Под утро она приняла решение поговорить с мужем, а потом, просматривая на работе бумаги и привычно выверяя каждое слово и каждую букву — впервые в жизни они показались ей скучными! — она его поменяла. А после обеда поменяла еще раз, обратно.
Смогут ли они остаться вместе? Или нет?
Ее родители всегда делили одну спальню и кровать, даже если серьезно ссорились.
Родители... И после потери памяти они остались так же близки, любили друг друга. Это было видно так четко, так явно, что ей на секунду стало завидно... Почему у нее никак не складывается?
Только под вечер Гермиона решила составить план, и стоило ей засесть за него, как тут же стало легче. Пункт первый: прибраться в квартире. Ей не сложно, Рону приятно, наверное, да и самой... Она ведь тоже тут живет, верно? Оборвав ненужные мысли, Гермиона перешла к пункту второму: еда. Путь к сердцу и главная мужская слабость. Это точно про ее супруга. Хотя, сама-то она разве что-нибудь потеряет, если приготовит вкусную еду? Ах да, время. Так выбрать то, что вкусно и быстро — так же тоже бывает, и она знает это! И, наконец, пункт третий: встретить Рона в прихожей. Вообще встречать, когда он приходит. Мама всегда так делала, и папа тоже, если мама вдруг задерживалась — может, секрет успешной семьи еще и в этом?
«Только не в три часа ночи», — сказал внутренний голос, и она кивнула, молча с ним соглашаясь.
* * *
Едва Рон зашел в квартиру, он понял, что что-то не так. И, кажется, восхитительно не так.
Во-первых, его ноздри защекотал изумительный запах жареного мяса и, кажется, клубничного пирога. Он сглотнул мгновенно набежавшую слюну.
Во-вторых, в доме было чисто. По крайней мере, в прихожей. Не так чисто, как будто тут давно никто не жил, а по-настоящему, по-живому. Блестел пол, с вешалки исчезла лишняя одежда вроде легких мантий, обувь аккуратно расставлена и оставлена только та, что была по сезону.
И, в-третьих, в прихожую вышла жена.
— Здравствуй, — Рон снова сглотнул.
— Здравствуй, — улыбнулась она.
— Пахнет потрясающе. И... красиво все. Когда ты только успела?
— Это только прихожая и только ужин, — она пожала плечами и пошла на кухню.
У него едва не сорвалось с языка что-то вроде: «Тебя наконец уволили из министерства?», но он в кои-то веки вовремя прикусил язык. Мистер Уайт уже помог ему понять, почему Гермиона так ценит свою работу, и этот вопрос, который сам он счел бы шуткой, она восприняла бы как оскорбление.

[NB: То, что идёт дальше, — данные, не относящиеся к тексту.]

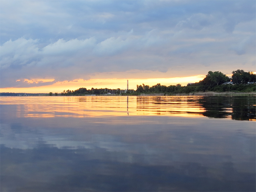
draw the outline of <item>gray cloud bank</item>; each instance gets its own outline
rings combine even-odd
[[[1,86],[133,69],[173,76],[184,69],[254,70],[255,7],[254,1],[3,1]]]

«Молодец, Рон Уизли, — похвалил он сам себя, послушно помыв руки и сев за стол. — Все-таки полезный мужик этот психотерапевт».
Ужин оказался выше всяческих похвал, так что он еще раз припомнил мистера Уайта и поблагодарил. А потом еще раз. И увидел, что жене это, кажется, очень даже понравилось. Ум-м-м, пирог!
— Рон, — робко начала Гермиона, когда они прикончили десерт, и он насторожился. — Я... — она замялась, — я хотела тебя попросить...
Рон закрыл глаза и медленно втянул носом воздух. Он все понял. Этот гад Уайт довел-таки ее до развода. Сейчас она скажет, что они могут остаться друзьями. Вся эта показуха была лишь для того, чтобы он не скандалил и сразу согласился. Или прощальный ужин. Ну что ж... Не дождется.
— Нет, — твердо сказал он. — Ни за что на свете.
— Что? Почему? — воскликнула Гермиона, глядя на него расширенными глазами.
Только сейчас Рон заметил ее чуть припухшие веки, красный нос... Она что, плакала?
— Я люблю тебя и не хочу, чтобы ты уходила, — медленно произнес он.
— Тогда почему нет?
— А… что ты хотела?
— Я... я хотела попросить тебя сегодня ночевать в спальне. Мне... бывает страшно по ночам.
Рон недоуменно посмотрел на нее и вдруг засмеялся, крепко ее обняв.
— Какой же я идиот! Я подумал, что ты хочешь развода!